I defined different functions for each job, and their computation time differ.
Therefore, I want to assign a whole GPU for the heavy-load actor and share the other GPU for light actors.
However, I cannot find how to assign a specific actor to a specific GPU.
@jsuarez5341
It seems a reasonable workaround.
However, if you have several machines with different GPU,
for example, one with 1080TI, and the other with RTX3090.
I want to assign a heavy actor to RTX3090.
I cannot find how to.
Technically, you might be able to specify custom resources per machine depending on how you spin up your Ray cluster… can’t think of anything simpler though
@kyunghyun.lee doesthis describe what you’re trying to do?
I don’t think we have a constant for those GPU’s specifically (contribution welcome though), but you should be able to find the right string in the available resources (it will probably be called accelerator_type:1080TI or something like that).
I tried to follow the answer. But it is still not clear how to use desired GPUs.
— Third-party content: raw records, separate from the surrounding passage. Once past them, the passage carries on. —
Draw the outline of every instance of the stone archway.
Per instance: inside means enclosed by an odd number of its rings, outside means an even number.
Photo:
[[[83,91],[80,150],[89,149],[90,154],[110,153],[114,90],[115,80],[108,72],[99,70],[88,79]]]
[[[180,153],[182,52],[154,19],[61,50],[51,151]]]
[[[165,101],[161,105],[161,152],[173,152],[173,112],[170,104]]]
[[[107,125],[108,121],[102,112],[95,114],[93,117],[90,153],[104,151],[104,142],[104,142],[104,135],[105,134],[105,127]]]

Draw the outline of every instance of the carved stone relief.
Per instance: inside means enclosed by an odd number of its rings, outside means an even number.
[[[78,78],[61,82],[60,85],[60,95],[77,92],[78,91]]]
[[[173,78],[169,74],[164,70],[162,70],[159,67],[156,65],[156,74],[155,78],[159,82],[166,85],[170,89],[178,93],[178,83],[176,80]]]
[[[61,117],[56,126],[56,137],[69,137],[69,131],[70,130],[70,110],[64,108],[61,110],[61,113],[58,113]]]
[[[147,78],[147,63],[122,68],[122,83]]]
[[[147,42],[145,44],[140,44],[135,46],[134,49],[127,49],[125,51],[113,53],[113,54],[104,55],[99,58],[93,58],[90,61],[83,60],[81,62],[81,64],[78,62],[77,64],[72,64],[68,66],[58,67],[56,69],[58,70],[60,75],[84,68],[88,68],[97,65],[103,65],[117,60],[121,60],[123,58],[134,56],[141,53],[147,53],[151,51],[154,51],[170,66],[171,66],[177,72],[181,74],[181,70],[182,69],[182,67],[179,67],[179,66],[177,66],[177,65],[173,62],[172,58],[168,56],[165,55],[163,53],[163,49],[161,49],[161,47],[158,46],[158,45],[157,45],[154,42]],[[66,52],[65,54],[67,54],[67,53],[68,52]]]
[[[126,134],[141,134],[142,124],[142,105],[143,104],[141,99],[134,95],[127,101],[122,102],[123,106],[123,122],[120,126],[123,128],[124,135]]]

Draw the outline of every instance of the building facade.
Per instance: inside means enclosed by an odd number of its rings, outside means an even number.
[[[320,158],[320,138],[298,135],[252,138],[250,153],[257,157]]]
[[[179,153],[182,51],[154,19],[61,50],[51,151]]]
Here’s my code that taken from Hugginface.
# Create Ray actors only for rank 0.
if ("LOCAL_RANK" not in os.environ or os.environ["LOCAL_RANK"] == 0) and (
"NODE_RANK" not in os.environ or os.environ["NODE_RANK"] == 0
):
remote_cls = ray.remote(RayRetriever)
named_actors = [
remote_cls.options(name="retrieval_worker_{}".format(i)).remote()
for i in range(args.num_retrieval_workers)
]
else:
logger.info(
"Getting named actors for NODE_RANK {}, LOCAL_RANK {}".format(
os.environ["NODE_RANK"], os.environ["LOCAL_RANK"]
)
)
named_actors = [ray.get_actor("retrieval_worker_{}".format(i)) for i in range(args.num_retrieval_workers)]
This is how I initialized the ray cluster according to this huggingface code.
As you can see it get created with GPU device 0 and, kind of gets copied in other devices. Now I want to execute this worker in a preferred GPU. Let’s say GPU ranked 4th. How to do this?
Hey @Shamane_Siriwardhana , Ray makes the assumption that all GPU’s on a single node are identical. Can you provide some more context about why you want the actor to run on the 5th GPU specifically?
Due to a memory constrain. While I run the training process I want to calculate some embedding on inputs from a ray worker. Stuff happens inside this works have no effect in gradient graph. During the computation I want to make sure the RAY worker has only access to certain percentage of gpu memory in a given GPU.
In a two GPU setting I assigned the num_gps for 0.25. Then called the RAY worker on GPU ranked 1 ( secondary one). Programme throws me an error saying RAY worker has only one GPU.